Sebagian besar bayi mengalami anemia pada beberapa bulan pertama setelah lahir. Hal ini normal dan dikenal dengan istilah anemia fisiologis. Anemia jenis ini terjadi karena bayi mengalami pertumbuhan yang cepat, sehingga tubuhnya memerlukan waktu untuk mengejar produksi sel darah merah hingga jumlahnya memadai.

Kehilangan banyak darah

Kehilangan banyak darah pada bayi biasanya disebabkan oleh perdarahan. Perdarahan yang umumnya dialami oleh bayi adalah karena proses pengambilan darah yang rutin selama bayi mendapat perawatan medis atau karena kerusakan pada organ dalamnya, misalnya perdarahan di saluran cerna.

Sel darah cepat rusak

Anemia pada bayi yang disebabkan oleh kerusakan sel darah umumnya terjadi saat bayi mengalami ABO inkompatibilitas, yaitu ketidakcocokan darah bayi dengan ibu, atau jika bayi mengalami sickle cell anemia atau thalassemia.

Cara Menangani Anemia pada Bayi

Penanganan anemia pada bayi akan disesuaikan dengan penyebab yang mendasarinya. Jika anemia disebabkan oleh perdarahan, maka penanganannya adalah dengan menghentikan perdarahan dan mengganti darah yang hilang lewat transfusi darah.

Jika penyebab anemia adalah kurang zat besi, maka penanganannya adalah dengan:

Pemberian makanan tinggi zat besi

Dokter akan menyarankan agar bayi diberikan beragam makanan yang kaya akan zat besi, seperti daging, telur, kacang-kacangan, brokoli, dan sereal yang sudah diperkaya dengan zat besi.
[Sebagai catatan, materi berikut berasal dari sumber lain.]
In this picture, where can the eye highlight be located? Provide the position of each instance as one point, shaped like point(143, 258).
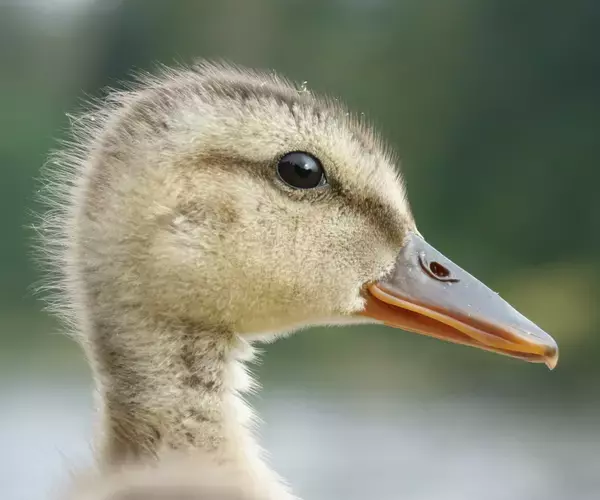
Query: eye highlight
point(301, 170)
Namun, penanganan ini hanya diberikan kepada bayi yang usianya sudah di atas 6 bulan atau yang sudah mengonsumsi MPASI.

Pemberian suplemen zat besi

Jika diperlukan, dokter juga akan meresepkan suplemen zat besi dalam bentuk tetes. Karena rasanya tidak enak dan agak berbau, dokter biasanya akan menyarankan untuk mencampur suplemen ini ke dalam makanan atau minuman bayi.

Anemia pada bayi perlu dikenali sedini mungkin dan tidak boleh dibiarkan berlarut-larut, karena dapat mengganggu tumbuh kembang bayi. Untuk memantau kondisi kesehatan dan tumbuh kembang Si Kecil, Bunda perlu rutin memeriksakannya ke dokter atau ke posyandu.